Una máquina de coser tenía la aguja suspendida sobre la costura, como si hubiera sido dejada un momento antes. No había la menor señal de lucha ni de pánico, todo en perfecto orden. Y faltaban todos. ¿Qué pasó?

La noche que aprendí esto estábamos reunidos en el puente. Íbamos a Europa, y el capitán nos contaba su historia marina, perfectamente cierta, por otro lado.

La concurrencia femenina, ganada por la sugestión del oleaje susurrante, oía estremecida. Las chicas nerviosas prestaban sin querer inquieto oído a la ronca voz de los marineros en proa. Una señora muy joven y recién casada se atrevió:

—¿No serán águilas…?

El capitán se sonrió bondadosamente:

—¿Qué, señora? ¿Águilas que se lleven a la tripulación?

Todos se rieron, y la joven hizo lo mismo, un poco cortada.

Felizmente un pasajero sabía algo de eso. Lo miramos curiosamente. Durante el viaje había sido un excelente compañero, admirando por su cuenta y riesgo, y hablando poco.

—¡Ah! ¡Si nos contara, señor! —suplicó la joven de las águilas.

—No tengo inconveniente —asintió el discreto individuo—. En dos palabras: «En los mares del norte, como el María Margarita del capitán, encontramos una vez un barco a vela. Nuestro rumbo —viajábamos también a vela— nos llevó casi a su lado. El singular aire de abandono que no engaña en un buque llamó nuestra atención, y disminuimos la marcha observándolo. Al fin desprendimos una chalupa; a bordo no se halló a nadie, todo estaba también en perfecto orden. Pero la última anotación del diario databa de cuatro días atrás, de modo que no sentimos mayor impresión. Aun nos reímos un poco de las famosas desapariciones súbitas.

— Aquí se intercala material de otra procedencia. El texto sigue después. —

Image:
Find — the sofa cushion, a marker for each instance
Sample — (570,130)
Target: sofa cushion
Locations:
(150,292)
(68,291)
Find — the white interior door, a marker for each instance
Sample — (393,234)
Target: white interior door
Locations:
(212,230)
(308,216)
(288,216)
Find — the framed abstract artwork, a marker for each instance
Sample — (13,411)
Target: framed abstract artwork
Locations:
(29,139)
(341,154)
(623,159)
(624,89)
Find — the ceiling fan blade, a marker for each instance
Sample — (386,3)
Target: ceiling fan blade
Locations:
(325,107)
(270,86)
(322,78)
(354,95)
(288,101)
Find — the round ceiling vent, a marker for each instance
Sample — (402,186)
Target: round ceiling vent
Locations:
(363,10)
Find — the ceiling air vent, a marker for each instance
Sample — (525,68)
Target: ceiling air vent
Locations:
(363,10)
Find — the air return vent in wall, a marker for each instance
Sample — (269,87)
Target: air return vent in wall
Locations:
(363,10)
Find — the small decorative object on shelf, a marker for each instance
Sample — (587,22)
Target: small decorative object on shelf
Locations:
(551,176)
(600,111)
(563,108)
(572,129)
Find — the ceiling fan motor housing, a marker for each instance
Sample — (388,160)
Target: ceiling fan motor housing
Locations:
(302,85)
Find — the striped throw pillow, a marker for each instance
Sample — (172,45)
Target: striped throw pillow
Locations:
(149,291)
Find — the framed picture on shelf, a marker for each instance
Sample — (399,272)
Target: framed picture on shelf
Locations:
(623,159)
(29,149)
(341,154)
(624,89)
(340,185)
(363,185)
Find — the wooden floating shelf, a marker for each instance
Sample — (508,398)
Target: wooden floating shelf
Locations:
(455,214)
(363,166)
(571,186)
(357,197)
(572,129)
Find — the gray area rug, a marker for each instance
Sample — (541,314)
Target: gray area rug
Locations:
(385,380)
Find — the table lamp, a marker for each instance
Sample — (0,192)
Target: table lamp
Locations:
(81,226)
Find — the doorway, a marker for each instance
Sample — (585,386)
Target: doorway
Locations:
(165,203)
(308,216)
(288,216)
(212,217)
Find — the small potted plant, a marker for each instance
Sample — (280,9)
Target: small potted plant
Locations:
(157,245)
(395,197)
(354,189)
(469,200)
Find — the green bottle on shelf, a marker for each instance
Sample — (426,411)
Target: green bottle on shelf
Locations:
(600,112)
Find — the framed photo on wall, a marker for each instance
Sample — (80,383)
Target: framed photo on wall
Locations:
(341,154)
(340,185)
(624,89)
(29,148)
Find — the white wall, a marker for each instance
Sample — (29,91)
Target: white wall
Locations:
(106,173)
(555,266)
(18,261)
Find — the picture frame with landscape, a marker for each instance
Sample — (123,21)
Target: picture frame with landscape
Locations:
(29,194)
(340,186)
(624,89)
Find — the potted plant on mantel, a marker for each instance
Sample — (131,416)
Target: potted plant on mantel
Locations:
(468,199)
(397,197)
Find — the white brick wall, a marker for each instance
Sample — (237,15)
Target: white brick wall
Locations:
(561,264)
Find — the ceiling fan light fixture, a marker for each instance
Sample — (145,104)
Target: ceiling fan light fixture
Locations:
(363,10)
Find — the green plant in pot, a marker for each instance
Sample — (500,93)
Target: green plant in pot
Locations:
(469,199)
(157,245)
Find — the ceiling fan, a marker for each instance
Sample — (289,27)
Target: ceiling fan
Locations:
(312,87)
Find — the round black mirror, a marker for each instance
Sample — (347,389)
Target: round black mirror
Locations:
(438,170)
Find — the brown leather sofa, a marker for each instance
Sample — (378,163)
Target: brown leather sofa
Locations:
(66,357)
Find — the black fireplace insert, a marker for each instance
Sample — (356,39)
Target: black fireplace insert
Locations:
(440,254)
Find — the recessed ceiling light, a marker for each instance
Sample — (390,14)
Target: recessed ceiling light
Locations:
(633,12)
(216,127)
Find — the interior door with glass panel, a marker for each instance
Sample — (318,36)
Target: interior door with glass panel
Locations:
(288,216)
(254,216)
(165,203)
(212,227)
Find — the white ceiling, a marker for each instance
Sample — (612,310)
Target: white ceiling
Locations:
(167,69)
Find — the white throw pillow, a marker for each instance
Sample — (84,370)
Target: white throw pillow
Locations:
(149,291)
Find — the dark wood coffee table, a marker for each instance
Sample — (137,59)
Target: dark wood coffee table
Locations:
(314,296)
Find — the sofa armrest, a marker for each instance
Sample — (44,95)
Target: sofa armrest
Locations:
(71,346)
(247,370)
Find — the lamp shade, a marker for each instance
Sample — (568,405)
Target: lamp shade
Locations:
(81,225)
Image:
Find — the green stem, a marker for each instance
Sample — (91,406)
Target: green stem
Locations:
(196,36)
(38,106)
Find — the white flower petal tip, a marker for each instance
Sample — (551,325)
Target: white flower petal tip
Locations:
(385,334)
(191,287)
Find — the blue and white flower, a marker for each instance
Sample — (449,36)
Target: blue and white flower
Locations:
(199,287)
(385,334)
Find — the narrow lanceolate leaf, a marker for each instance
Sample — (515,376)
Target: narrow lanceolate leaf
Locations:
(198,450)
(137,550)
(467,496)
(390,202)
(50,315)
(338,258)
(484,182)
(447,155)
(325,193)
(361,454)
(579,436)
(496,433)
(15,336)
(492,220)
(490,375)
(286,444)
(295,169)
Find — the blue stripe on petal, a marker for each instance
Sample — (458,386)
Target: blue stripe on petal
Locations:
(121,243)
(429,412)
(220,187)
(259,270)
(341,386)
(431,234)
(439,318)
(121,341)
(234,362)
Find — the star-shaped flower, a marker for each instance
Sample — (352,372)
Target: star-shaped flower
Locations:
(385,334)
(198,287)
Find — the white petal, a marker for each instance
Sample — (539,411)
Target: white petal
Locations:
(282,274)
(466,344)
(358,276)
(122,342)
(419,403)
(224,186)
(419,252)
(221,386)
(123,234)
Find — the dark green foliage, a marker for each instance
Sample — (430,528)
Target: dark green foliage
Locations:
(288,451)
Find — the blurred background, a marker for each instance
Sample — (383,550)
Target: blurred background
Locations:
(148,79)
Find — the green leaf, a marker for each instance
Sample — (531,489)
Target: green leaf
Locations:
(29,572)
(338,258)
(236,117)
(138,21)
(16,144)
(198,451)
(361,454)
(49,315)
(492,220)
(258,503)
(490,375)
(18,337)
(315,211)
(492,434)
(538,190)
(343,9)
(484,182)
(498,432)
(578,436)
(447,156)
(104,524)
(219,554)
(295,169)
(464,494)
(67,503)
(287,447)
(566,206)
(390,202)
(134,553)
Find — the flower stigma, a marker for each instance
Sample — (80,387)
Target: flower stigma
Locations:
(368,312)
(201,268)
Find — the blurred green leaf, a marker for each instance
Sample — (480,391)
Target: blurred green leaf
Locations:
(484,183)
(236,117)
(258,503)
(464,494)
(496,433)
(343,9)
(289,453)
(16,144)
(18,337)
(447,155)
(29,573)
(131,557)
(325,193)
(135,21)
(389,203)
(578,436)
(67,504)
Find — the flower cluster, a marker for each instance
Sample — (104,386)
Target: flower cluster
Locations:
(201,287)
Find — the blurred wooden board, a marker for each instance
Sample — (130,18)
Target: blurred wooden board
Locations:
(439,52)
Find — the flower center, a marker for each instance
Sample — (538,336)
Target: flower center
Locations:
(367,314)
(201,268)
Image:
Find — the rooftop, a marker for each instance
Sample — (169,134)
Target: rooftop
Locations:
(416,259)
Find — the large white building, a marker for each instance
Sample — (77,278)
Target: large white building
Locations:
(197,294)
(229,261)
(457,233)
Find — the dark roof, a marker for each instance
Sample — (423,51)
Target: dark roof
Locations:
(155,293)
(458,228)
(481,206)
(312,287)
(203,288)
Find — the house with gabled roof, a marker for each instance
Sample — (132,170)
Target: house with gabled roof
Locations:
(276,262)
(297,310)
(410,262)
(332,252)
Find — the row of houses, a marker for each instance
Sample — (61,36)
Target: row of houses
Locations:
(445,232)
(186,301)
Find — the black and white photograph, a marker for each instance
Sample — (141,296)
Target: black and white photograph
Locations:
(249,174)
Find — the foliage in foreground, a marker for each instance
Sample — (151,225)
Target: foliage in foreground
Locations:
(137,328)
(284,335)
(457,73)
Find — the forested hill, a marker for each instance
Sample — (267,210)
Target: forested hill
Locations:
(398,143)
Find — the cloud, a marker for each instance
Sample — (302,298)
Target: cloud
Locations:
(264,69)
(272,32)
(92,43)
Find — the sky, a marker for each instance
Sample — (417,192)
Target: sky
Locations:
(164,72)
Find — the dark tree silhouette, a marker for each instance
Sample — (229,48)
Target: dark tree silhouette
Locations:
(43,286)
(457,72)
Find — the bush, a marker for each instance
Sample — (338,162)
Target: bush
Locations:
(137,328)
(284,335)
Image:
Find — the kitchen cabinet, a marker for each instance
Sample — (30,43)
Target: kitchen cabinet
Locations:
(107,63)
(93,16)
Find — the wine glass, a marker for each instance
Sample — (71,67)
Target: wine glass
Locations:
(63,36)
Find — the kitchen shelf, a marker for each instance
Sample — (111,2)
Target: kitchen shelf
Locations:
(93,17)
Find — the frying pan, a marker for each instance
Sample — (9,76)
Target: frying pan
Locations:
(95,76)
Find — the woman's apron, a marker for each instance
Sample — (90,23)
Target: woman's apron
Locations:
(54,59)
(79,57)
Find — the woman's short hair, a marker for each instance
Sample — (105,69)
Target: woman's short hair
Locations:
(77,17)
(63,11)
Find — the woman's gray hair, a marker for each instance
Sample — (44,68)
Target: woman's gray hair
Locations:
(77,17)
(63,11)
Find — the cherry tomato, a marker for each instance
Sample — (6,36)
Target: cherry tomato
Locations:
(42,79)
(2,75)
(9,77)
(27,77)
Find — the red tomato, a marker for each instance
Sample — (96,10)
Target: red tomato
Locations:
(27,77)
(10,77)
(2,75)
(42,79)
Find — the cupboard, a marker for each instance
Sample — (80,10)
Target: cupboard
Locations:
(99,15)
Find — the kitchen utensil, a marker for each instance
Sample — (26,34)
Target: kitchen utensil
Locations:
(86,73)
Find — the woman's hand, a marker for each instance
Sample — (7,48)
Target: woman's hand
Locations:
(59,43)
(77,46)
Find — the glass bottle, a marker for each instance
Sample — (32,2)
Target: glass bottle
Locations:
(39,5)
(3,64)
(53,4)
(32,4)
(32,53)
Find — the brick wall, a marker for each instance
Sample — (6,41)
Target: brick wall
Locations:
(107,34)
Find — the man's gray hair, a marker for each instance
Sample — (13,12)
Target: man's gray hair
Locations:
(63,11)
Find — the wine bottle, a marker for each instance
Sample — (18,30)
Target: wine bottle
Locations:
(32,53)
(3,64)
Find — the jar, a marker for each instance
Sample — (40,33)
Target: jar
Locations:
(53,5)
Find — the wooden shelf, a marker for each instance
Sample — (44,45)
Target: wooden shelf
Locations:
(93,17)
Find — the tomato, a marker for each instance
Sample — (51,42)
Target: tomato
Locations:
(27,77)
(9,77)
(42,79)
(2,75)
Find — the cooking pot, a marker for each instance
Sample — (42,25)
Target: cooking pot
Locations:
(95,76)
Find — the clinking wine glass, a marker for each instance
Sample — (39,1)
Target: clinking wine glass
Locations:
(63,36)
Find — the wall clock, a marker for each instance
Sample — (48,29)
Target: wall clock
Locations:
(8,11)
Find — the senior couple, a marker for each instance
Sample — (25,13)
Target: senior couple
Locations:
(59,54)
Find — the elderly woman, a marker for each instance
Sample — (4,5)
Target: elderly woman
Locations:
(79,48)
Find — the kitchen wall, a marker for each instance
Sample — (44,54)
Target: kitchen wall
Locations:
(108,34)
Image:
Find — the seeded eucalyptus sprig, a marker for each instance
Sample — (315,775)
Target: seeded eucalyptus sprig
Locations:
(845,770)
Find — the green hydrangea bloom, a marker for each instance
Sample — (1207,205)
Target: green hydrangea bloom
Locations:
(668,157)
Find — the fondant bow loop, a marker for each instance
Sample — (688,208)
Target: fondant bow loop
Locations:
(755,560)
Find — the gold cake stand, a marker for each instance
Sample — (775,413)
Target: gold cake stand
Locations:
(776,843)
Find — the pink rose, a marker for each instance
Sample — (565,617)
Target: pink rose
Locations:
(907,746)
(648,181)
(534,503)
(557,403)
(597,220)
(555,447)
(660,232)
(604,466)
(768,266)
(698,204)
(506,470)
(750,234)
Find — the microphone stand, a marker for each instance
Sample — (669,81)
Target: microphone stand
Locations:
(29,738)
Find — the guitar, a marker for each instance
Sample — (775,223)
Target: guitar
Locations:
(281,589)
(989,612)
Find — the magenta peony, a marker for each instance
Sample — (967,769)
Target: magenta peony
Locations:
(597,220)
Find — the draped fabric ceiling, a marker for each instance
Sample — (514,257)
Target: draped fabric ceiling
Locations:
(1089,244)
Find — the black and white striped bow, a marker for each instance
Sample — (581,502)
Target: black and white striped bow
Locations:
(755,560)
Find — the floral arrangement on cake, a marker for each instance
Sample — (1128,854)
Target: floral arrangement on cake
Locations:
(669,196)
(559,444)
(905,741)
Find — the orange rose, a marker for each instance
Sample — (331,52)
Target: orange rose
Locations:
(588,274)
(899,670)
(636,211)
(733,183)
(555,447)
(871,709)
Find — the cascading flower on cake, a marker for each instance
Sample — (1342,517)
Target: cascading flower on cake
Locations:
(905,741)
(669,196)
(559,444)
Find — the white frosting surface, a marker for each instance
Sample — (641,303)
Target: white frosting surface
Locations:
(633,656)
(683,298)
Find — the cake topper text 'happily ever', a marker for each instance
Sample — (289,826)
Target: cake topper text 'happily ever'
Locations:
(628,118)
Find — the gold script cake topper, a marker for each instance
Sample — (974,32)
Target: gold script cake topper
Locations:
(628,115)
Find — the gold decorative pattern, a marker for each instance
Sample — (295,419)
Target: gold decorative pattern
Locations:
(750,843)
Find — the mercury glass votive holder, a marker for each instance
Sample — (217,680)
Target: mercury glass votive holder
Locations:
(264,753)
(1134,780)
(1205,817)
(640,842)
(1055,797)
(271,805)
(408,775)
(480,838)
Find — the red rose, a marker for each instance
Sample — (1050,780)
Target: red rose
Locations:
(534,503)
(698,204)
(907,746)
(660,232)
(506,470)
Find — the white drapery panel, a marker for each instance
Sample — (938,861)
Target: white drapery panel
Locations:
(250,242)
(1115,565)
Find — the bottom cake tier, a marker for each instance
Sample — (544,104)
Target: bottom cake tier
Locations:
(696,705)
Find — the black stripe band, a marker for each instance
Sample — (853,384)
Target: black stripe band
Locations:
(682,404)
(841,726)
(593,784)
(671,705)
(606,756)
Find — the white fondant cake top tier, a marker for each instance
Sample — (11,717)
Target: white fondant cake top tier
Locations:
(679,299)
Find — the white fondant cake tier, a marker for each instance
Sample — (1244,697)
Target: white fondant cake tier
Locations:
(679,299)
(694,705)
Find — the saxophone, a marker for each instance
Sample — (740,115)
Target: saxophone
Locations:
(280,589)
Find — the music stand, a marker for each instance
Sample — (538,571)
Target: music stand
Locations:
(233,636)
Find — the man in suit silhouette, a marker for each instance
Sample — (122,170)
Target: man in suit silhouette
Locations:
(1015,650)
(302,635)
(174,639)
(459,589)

»Ocho de nuestros hombres quedaron a bordo para el gobierno del nuevo buque. Viajaríamos en conserva. Al anochecer aquél nos tomó un poco de camino. Al día siguiente lo alcanzamos, pero no vimos a nadie sobre el puente. Desprendiose de nuevo la chalupa, y los que fueron recorrieron en vano el buque: todos habían desaparecido. Ni un objeto fuera de su lugar. El mar estaba absolutamente terso en toda su extensión. En la cocina hervía aún una olla con papas.

»Como ustedes comprenderán, el terror supersticioso de nuestra gente llegó a su colmo. A la larga, seis se animaron a llenar el vacío, y yo fui con ellos. Apenas a bordo, mis nuevos compañeros se decidieron a beber para desterrar toda preocupación. Estaban sentados en rueda, y a la hora la mayoría cantaba ya.

»Llegó mediodía y pasó la siesta. A las cuatro, la brisa cesó y las velas cayeron. Un marinero se acercó a la borda y miró el mar aceitoso. Todos se habían levantado, paseándose, sin ganas ya de hablar. Uno se sentó en un cabo arrollado y se sacó la camiseta para remendarla. Cosió un rato en silencio.